Bom, o que importava no momento era: que diabos eu ia fazer?

Sei que disse que Tiffany estava morta e que aquilo tudo foi uma loucura – uma loucura que eu nunca faria de novo. Mas...e se Geny estivesse certa? Vicente era o pior tipo de escória que o colégio podia abrigar e nunca ninguém foi capaz dar uma lição nele. E se fosse eu a fazer isso? Talvez eu devesse mesmo ressuscitar a Tiffany e pôr em prática a maior vingança da história dos nerds contra o esquema social vigente na escola, onde os músculos eram mais importantes que as maravilhosas “células cinzentas”. E que maneira melhor de fazer isso do que derrubando o líder deles? O líder dos populares metidos a besta?

Chega, isso está começando a parecer um discurso revolucionário radical pendendo para o terrorismo.

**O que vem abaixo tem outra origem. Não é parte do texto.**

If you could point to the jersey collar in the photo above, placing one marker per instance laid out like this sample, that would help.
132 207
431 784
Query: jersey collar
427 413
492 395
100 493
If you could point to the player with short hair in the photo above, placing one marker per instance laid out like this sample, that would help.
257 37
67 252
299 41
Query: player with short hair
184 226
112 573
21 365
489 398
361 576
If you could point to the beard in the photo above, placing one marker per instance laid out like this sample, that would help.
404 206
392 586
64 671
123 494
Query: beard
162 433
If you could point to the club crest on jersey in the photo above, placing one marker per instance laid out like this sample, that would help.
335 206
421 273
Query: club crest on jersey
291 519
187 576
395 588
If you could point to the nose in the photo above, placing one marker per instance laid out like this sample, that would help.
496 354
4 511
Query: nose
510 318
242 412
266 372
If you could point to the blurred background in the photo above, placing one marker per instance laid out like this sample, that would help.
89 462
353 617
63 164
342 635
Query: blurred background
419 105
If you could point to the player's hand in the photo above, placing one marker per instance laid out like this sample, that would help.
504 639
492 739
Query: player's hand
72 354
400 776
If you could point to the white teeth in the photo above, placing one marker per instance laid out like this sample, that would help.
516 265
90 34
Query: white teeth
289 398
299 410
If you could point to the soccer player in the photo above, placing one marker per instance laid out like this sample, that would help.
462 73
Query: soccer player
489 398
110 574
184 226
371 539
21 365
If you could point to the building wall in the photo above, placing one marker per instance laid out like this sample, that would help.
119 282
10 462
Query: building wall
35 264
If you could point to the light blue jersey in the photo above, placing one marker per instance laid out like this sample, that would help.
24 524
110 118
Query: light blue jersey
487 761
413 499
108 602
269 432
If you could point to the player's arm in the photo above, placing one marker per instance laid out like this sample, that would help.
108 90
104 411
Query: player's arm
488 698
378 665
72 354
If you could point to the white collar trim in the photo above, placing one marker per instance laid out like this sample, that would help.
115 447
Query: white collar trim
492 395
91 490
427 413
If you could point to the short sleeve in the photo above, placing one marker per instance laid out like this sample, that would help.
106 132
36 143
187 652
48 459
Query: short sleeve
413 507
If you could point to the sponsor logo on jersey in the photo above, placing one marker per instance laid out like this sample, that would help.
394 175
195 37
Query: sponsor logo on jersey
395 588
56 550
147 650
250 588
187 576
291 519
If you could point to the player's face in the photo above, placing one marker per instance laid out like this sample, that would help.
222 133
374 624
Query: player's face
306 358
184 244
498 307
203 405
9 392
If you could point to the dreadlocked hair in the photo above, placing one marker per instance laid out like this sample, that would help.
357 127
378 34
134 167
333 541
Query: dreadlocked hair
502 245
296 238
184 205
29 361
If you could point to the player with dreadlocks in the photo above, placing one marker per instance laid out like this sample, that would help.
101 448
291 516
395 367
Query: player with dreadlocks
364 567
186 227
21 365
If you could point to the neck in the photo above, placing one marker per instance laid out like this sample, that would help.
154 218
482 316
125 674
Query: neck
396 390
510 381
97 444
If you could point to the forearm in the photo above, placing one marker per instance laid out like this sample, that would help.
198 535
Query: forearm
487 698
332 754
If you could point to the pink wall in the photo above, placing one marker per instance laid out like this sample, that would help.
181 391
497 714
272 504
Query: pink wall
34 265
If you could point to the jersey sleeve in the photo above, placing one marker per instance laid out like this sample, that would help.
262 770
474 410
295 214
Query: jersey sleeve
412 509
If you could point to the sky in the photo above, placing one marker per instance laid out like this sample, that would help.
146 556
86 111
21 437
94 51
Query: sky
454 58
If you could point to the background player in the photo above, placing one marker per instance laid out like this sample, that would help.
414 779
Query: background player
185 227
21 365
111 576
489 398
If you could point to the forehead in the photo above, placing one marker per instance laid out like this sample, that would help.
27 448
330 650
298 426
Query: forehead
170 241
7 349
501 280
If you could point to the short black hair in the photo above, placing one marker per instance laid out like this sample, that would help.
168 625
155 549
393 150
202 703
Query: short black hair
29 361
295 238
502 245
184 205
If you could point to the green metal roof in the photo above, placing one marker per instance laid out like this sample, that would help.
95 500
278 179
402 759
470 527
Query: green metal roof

Parei subitamente, meus pés estancando na calçada quase que por vontade própria. Sabe, eu não sou má. Posso ser um pouco estressada, antipática e irritável, mas não sou deliberadamente cruel. Isso nunca. E brincar com os sentimentos de alguém, ainda que esse alguém seja um babaca manipulador que mereça isso, soa cruel demais para mim.

E eu não sou cruel.

Mas sou humana.

Não que isso seja uma desculpa para o que eu fiz a seguir. Que foi ignorar o caminho de casa e pegar o primeiro ônibus que me levasse para o shopping que havia num bairro próximo. Parece bastante inócuo, não? E estranho, porque eu odeio shoppings e só entro em lugares como esse à base de tortura e chantagens. Minha irmã é graduada nisso. Sério, nem Petra consegue me convencer a entrar no shopping e Geny consegue a façanha em questão de segundos.

Às vezes acho que minha irmã é uma sacerdotisa vodu.

Chega de viajar, o que interessa é que eu entrei no maldito shopping e fui até a loja de uma operadora de celular, onde comprei um chip telefônico com o número mais fácil disponível. Eu sou péssima para decorar números de telefone. Mas se Tiffany iria voltar à vida, ela precisaria estar ao alcance da rede de telefonia. E eu não podia, por razões óbvias, usar o meu número. E sim, sei de todo aquele blábláblá que falei sobre eu não ser cruel. E não sou mesmo.

Sou só uma garota muito confusa que acabou se metendo em uma situação da qual...não tem certeza se quer sair.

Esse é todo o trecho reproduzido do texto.